The Arto tracks were recorded directly into Pro Tools, as were Tankian’s vocals. “If you’re singing a lot over a long period of time, Pro Tools makes it really easy to comp between different takes and to have everything right there and not have to wait to rewind. You just get a lot done that way,” Rubin says.

However, the majority of the album was recorded on an Ampex ATR-24 24-track analog machine, with some punches and overdubs done on a Studer A800. “The ATRs don’t punch fast enough for this kind of stuff,” Schiffman says. “A lot of their songs were at 140 bpms, and to punch 16th notes at 140 on this machine was pretty impossible. The A800 kind of saved our butts on that.”

As for mic pre’s, Schiffman didn’t feel that it was necessary to go outside of the 1073s found in the Neve 8038 console. “It sounded great, and every time I tried other mic pre’s, I found myself going back to those, because they do such great things, especially for rock ‘n’ roll,” he reports. “The console [a Neve 8038] in there is just phenomenal, and we were hard-pressed to find something better than the console to run it through. It’s a real simple chain, and those tape machines [Ampex ATR-124s] are phenomenal. It was hard to beat that. I felt like if I started adding different EQs and all that other stuff, it was like I was convoluting it a little bit. So it was a pretty organic chain.”

Once the recording of the 32 songs — yes, they did 32 songs top to bottom — was completed, mixer Andy Wallace came into the picture. “The stuff on tape was pretty good,” Wallace reports. “I really liked the fact that there’s so much variety in the music. It’s refreshing, in fact. You can’t just set it, forget it and mix all the songs. I don’t even do that anyway, because even on groups where there is a lot of similarity between songs, each song has its own requirements. It’s not just a matter of getting a sound on the instruments; it’s a matter of weaving it all in and out and making it work right, and that’s different on every song.” He ended up mixing more than 20 songs, 15 of which made the final album sequence.

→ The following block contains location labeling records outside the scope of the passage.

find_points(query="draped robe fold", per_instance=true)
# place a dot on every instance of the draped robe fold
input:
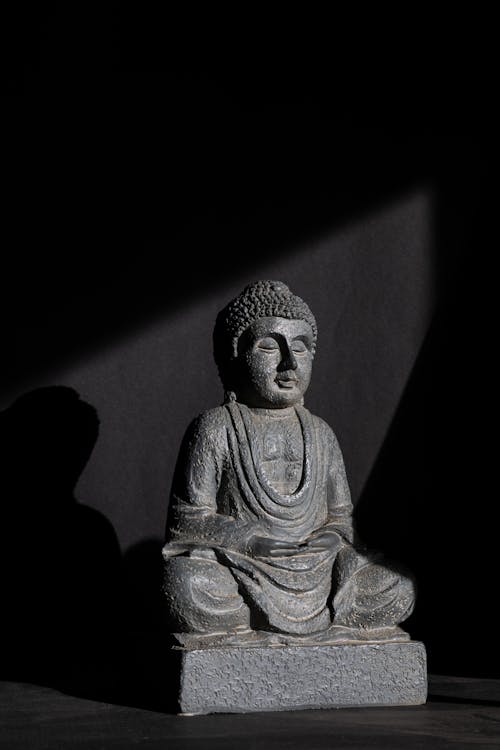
(221, 497)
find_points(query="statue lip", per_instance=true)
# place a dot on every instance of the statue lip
(286, 381)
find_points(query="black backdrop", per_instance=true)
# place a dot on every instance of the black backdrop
(156, 164)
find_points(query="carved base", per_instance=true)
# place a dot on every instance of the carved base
(284, 678)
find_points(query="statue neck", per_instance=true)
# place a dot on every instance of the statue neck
(286, 413)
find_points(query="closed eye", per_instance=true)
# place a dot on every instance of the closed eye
(268, 345)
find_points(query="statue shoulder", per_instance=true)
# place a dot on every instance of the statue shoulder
(325, 432)
(208, 426)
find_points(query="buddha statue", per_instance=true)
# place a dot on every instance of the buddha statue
(260, 544)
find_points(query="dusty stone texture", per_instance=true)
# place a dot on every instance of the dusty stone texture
(236, 680)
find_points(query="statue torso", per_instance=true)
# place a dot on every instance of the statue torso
(279, 448)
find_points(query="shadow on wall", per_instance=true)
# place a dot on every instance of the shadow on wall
(61, 562)
(76, 615)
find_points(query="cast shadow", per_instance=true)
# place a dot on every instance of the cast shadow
(152, 681)
(61, 563)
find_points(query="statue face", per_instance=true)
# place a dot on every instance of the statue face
(274, 363)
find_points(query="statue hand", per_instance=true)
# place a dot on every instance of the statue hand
(325, 539)
(262, 546)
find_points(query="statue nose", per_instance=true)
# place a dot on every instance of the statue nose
(289, 362)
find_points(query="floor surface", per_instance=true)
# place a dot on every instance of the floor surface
(460, 713)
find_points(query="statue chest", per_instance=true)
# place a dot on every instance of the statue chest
(279, 450)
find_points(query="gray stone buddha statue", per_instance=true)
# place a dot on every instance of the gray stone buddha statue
(260, 543)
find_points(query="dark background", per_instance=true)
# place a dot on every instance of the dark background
(155, 163)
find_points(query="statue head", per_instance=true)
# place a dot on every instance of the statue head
(264, 344)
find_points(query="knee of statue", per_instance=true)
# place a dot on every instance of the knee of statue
(259, 536)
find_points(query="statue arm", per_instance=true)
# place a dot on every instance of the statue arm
(193, 519)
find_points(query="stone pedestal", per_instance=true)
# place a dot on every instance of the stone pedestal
(241, 680)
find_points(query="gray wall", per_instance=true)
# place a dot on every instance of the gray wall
(370, 284)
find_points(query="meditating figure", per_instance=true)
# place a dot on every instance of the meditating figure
(260, 542)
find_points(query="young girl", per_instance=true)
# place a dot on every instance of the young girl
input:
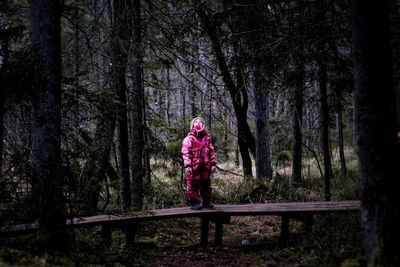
(199, 162)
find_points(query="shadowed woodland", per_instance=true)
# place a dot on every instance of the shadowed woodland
(302, 99)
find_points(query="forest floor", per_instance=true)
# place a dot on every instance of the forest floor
(335, 239)
(247, 241)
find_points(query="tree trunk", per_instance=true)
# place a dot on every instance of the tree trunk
(96, 166)
(122, 25)
(46, 133)
(377, 145)
(3, 67)
(263, 156)
(297, 123)
(233, 90)
(340, 135)
(244, 153)
(296, 21)
(395, 18)
(138, 171)
(323, 86)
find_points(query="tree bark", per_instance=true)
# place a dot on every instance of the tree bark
(341, 135)
(297, 123)
(263, 137)
(323, 86)
(138, 171)
(377, 145)
(395, 18)
(122, 25)
(46, 133)
(233, 90)
(296, 21)
(96, 166)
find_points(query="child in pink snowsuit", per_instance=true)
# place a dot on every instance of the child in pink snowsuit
(199, 162)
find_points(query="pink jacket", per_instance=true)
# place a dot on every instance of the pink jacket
(196, 150)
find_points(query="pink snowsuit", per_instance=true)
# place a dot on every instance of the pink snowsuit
(198, 153)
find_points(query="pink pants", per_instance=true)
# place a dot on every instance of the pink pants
(198, 187)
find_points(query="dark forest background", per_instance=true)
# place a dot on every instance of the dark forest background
(96, 97)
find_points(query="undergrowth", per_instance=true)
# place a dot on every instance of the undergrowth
(248, 241)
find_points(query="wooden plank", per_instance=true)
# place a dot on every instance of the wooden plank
(114, 220)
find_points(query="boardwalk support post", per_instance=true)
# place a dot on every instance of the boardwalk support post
(219, 225)
(204, 231)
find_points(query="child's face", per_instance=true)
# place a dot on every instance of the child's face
(198, 125)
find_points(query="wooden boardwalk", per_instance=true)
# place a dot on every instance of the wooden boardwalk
(221, 215)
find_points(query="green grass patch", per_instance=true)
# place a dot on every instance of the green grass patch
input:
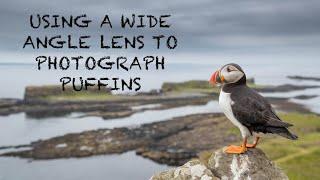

Wallace, Rubin and the band had some discussions regarding the use of the sonic under-textures that helped define the sound of the album. “There was a certain amount of debate about how much that should or should not be in the record,” Wallace reports. “But I think everybody came to a similar place on it, and I think they’re all happy with it. I think it gives it a little extra character thing that it might not have otherwise.”

The record was mixed at The Enterprise in Burbank, Calif., on an SSL G-Plus. From Wallace’s seat, this album was a straightforward affair. “There was no song that was particularly problematic for any reason, either the material or an equipment problem or a band problem,” he says. “Considering that they’ve got a pretty solid fan base and they are a very exciting live band, I would expect that this album would stack up pretty well with what’s out there. You never know until the cash registers start going, but I expect it’s going to be pretty well received. I think it’s an interesting album, so it doesn’t just sound like any other record. It has its own character and it’s a strong character. And even though there’s a lot of variety between songs, there’s still some underlying unity there that you definitely feel it’s the same band. The songs sound like they belong together to me. That is just a matter of the band having its own character and it coming through.”